The ASA concluded the company’s claims were misleading. The ASA considered the CO2 per passenger distance metric appropriate, and that consumers would understand the relative nature of the claim. However, the ASA also found that consumers would find insufficient information in the advertisement to substantiate that they would reduce their personal CO2 emissions compared to flying with another carrier. It also put in doubt the data references used by Ryanair and underlined the fact that well-known competitors were absent from the calculation.

‘Type two’ cases concern emission reduction targets that lack credibility, meaning they are misleading and/or deceptive.

For example, Australasian Centre for Corporate Responsibility v Santos is the first case to challenge the credibility of a corporation's net zero emissions target.
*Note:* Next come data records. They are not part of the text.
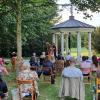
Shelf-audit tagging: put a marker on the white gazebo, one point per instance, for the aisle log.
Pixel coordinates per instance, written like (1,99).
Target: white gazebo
(73,26)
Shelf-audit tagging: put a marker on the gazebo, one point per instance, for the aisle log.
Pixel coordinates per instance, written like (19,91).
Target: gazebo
(72,26)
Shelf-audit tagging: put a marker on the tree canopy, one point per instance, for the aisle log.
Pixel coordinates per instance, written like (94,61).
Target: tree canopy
(36,16)
(85,5)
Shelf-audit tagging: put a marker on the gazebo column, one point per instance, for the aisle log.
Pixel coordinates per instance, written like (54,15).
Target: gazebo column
(56,44)
(62,43)
(89,45)
(53,38)
(78,46)
(67,49)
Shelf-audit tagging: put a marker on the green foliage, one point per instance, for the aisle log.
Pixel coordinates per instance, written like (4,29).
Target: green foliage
(84,5)
(96,39)
(36,23)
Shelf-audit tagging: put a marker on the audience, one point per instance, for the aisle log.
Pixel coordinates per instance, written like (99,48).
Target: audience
(68,56)
(25,74)
(13,60)
(85,66)
(94,63)
(72,82)
(72,71)
(42,58)
(47,63)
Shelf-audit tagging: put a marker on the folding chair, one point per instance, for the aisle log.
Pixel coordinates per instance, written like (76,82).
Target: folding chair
(23,82)
(97,87)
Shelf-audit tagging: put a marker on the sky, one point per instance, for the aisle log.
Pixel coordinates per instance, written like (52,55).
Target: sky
(95,21)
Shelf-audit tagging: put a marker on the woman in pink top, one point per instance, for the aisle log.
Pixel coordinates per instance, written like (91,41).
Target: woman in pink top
(85,66)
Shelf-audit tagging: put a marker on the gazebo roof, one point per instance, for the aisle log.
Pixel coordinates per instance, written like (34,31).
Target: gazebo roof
(72,23)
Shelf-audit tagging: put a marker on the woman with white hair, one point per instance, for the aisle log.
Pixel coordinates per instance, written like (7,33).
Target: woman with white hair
(26,74)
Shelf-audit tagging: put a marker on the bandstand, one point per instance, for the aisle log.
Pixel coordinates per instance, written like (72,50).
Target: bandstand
(72,26)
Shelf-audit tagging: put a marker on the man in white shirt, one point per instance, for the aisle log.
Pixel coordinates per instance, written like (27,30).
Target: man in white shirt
(68,56)
(72,71)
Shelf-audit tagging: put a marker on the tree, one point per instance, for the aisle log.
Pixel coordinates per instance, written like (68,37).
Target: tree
(35,21)
(84,5)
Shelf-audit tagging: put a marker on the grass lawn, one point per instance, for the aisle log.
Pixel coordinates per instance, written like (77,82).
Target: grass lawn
(47,91)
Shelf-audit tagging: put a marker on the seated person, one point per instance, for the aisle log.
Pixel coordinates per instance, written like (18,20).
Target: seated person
(3,89)
(25,74)
(85,66)
(36,66)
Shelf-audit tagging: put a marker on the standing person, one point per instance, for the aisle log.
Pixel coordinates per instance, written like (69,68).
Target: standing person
(47,63)
(47,47)
(68,56)
(1,61)
(3,89)
(25,74)
(42,58)
(72,71)
(13,60)
(54,50)
(94,63)
(72,82)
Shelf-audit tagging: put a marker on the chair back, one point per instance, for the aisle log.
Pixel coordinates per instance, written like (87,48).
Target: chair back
(73,87)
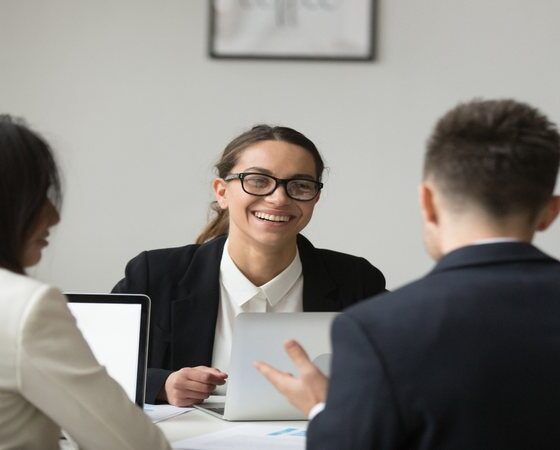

The ACCR made two allegations regarding Santos. First, Santos' representation that gas is a 'clean fuel' providing 'clean energy' misrepresents that effect of that gas on the environment. Second, Santos' claim that it has a clear and credible plan to achieve net zero emissions by 2040 is misleading because it relies on undisclosed assumptions about the efficacy of carbon capture and storage technologies that do not yet exist. The claim is pending in the Federal Court of Australia.

These greenwashing allegations are also affecting Santos’ shareholders. In a letter sent to UniSuper’s chief executive, directors and trustees last month, the Environmental Defenders Office (EDO) said the company’s AUS$163.8 million stake in Santos “may amount to a breach of the law. While ACCR v Santos was the first type two greenwashing case, it is not the only of its kind.

What can directors do to reduce greenwashing risks?

Keep in mind the key principles and laws underlying the various cases: in essence, these all require that a company must not mislead or deceive in the statements it makes to its investors, its customers, and to the wider public.

ASIC’s guidance on avoiding greenwashing for financial product issuers may not be relevant to all companies but it provides some useful guidance on the type of questions that boards should be asking themselves when considering climate related disclosures.

ASIC’s guidance sets out three principles and how to achieve them.

  • Clear disclosure with reasonable basis for sustainability-related claims

    When making sustainability-related claims, companies should avoid vague terminology, test that there is a reasonable basis for the statements; and disclose and state clearly the assumptions on which statements are made –particularly if new, untested, or not yet developed technology is relied on to meet targets.

  • Sustainability targets

    Net-zero commitments or other sustainability targets must be supported by clear, time-based action plans. To avoid breaching the misleading and deceptive statement laws companies should clearly explain what the target is, how and when the target will be met, how progress towards this target will be measured, and any assumptions relied on when setting that target or when measuring progress.

  • Keep abreast of international developments

ASIC also recommends that Australian companies prepare themselves to transition to any future ISSB standards applied in Australia.

ASIC recommends that Australian listed companies using the recommendations of the G20 Financial Stability Board’s Taskforce on Climate-related Financial Disclosures (TCFD) as the primary framework for voluntary climate change-related disclosures; considering all guidance published by the TCFD; and keeping up to date with international standards for climate disclosure.